9. Medication tolerance and high sensitivity in ADHD¶
According to our perception and the data from the ADxS symptom test, ADHD always includes high sensitivity, which can sometimes be very pronounced.
Highly sensitive people (even without ADHD) often react sensitively and sometimes paradoxically to medication.
Examples:
- Painkillers can
- Do not work at all
- Are effective even at very low doses
- Sedatives can cause activation
- Anesthetics can have unforeseen effects
We have heard of cases in which anesthetics are said to work at significantly lower doses. There is therefore a risk of overdosing. We would be pleased if anesthesiologists could tell us about their relevant experiences.
- Caffeine can have a more intensive effect (especially when taking methylphenidate)

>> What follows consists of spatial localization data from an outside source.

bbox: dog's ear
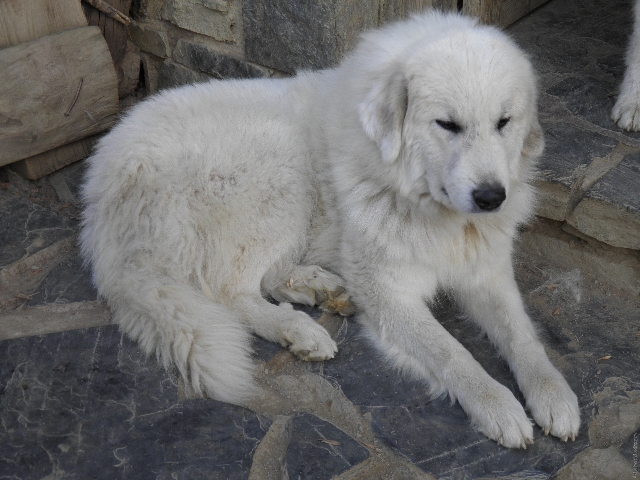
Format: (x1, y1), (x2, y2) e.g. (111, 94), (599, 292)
(522, 117), (545, 160)
(358, 70), (408, 163)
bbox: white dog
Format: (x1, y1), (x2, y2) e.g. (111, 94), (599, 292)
(81, 12), (580, 448)
(612, 0), (640, 129)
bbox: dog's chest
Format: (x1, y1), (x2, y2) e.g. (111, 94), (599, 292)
(386, 213), (512, 284)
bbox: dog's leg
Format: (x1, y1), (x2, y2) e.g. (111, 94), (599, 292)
(359, 287), (534, 448)
(612, 0), (640, 130)
(456, 272), (581, 442)
(234, 294), (338, 361)
(272, 265), (355, 316)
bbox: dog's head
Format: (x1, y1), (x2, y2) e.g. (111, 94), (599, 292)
(357, 15), (544, 215)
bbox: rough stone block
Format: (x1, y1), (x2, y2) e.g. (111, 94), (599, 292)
(519, 221), (640, 296)
(537, 119), (618, 191)
(129, 21), (170, 58)
(566, 154), (640, 250)
(158, 60), (212, 90)
(534, 180), (571, 221)
(286, 414), (369, 478)
(173, 39), (269, 79)
(554, 446), (634, 480)
(243, 0), (434, 73)
(140, 53), (161, 94)
(163, 0), (237, 42)
(131, 0), (165, 20)
(118, 41), (141, 98)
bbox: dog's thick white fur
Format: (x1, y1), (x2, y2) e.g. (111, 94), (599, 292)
(612, 0), (640, 129)
(81, 12), (580, 448)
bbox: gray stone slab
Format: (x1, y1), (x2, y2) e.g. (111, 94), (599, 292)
(285, 413), (369, 479)
(508, 0), (630, 81)
(243, 0), (377, 73)
(129, 21), (170, 58)
(508, 0), (640, 242)
(158, 60), (213, 90)
(0, 194), (75, 269)
(569, 153), (640, 249)
(163, 0), (237, 42)
(0, 325), (269, 479)
(537, 121), (618, 189)
(26, 250), (97, 306)
(544, 75), (621, 136)
(173, 39), (269, 80)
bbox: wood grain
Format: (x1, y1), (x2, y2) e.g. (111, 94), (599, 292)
(0, 26), (118, 167)
(463, 0), (550, 27)
(0, 0), (87, 48)
(11, 135), (100, 180)
(83, 0), (132, 66)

- Nicotine can make you tired instead of activating you
One person with ADHD tells us that a bedtime ritual is two cigarettes or a cigarillo: afterwards he has 20 to 30 minutes during which he is very tired due to the nicotine and can fall asleep well
- A small dose of stimulants (1/3 to 1/2 of a single dose taken during the day) helps many people with ADHD to fall asleep against racing thoughts
10. Cross-effects of ADHD medication¶
With ADHD)S drugs (especially tricyclic antidepressants, MAO inhibitors and drugs that address the alpha-2-adrenoceptor), cross-effects are unfortunately common and must be taken into account.

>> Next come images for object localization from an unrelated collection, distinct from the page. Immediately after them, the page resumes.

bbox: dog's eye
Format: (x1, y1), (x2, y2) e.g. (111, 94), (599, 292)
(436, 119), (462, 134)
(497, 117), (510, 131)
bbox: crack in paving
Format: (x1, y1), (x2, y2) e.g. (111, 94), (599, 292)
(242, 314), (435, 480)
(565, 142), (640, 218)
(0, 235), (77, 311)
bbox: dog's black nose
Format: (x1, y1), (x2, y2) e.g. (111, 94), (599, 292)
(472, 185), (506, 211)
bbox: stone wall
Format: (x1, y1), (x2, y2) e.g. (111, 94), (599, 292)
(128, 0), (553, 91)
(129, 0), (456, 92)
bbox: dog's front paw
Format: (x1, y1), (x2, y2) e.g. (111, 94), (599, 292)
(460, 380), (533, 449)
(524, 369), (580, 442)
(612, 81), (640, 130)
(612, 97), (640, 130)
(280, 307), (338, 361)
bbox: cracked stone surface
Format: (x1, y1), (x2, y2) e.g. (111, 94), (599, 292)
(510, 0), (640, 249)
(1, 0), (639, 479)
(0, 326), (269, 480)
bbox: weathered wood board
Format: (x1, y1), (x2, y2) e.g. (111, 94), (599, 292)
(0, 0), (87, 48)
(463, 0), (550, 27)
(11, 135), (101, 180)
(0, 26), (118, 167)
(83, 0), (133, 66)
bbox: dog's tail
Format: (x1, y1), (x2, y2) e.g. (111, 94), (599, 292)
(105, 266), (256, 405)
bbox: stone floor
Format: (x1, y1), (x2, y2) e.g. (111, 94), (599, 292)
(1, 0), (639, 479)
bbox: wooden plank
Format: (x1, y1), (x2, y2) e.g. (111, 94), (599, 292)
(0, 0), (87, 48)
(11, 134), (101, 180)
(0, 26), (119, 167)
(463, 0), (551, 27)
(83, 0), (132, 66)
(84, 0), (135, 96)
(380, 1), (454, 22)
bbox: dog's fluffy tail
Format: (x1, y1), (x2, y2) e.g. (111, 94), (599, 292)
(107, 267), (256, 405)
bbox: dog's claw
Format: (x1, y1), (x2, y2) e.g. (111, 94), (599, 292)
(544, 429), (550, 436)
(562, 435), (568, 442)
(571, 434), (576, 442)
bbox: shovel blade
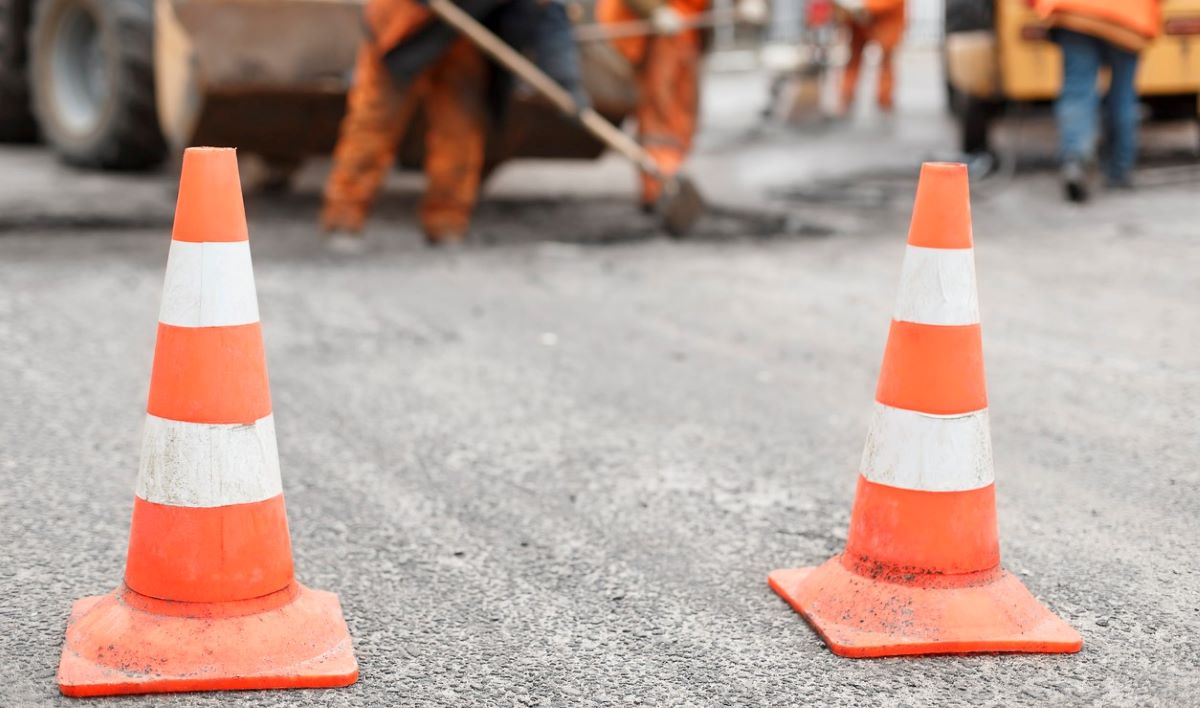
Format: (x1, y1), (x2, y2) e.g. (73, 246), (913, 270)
(659, 176), (704, 237)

One cross-effect of stimulants that receives far too little attention concerns caffeine. Around half of all people with ADHD suffer cross-effects when taking stimulants with caffeine, which can feel like a stimulant overdose or like significant stimulant side effects, even if caffeine alone was previously tolerated without any problems. Therefore, when dosing with stimulants, caffeine should be consistently avoided. Once dosing is complete, caffeine is less dangerous, even if the cross-effects are the same, because the cross-effects can then be easily attributed to caffeine. People with ADHD who report that they “cannot tolerate” stimulants and have not consistently omitted caffeine during dosing should consider a new - slow - dosing without caffeine.
A fairly comprehensive description of the cross-effects of ADHD medications and precautionary measures when prescribing and taking the respective preparations can be found in Steinhausen et al.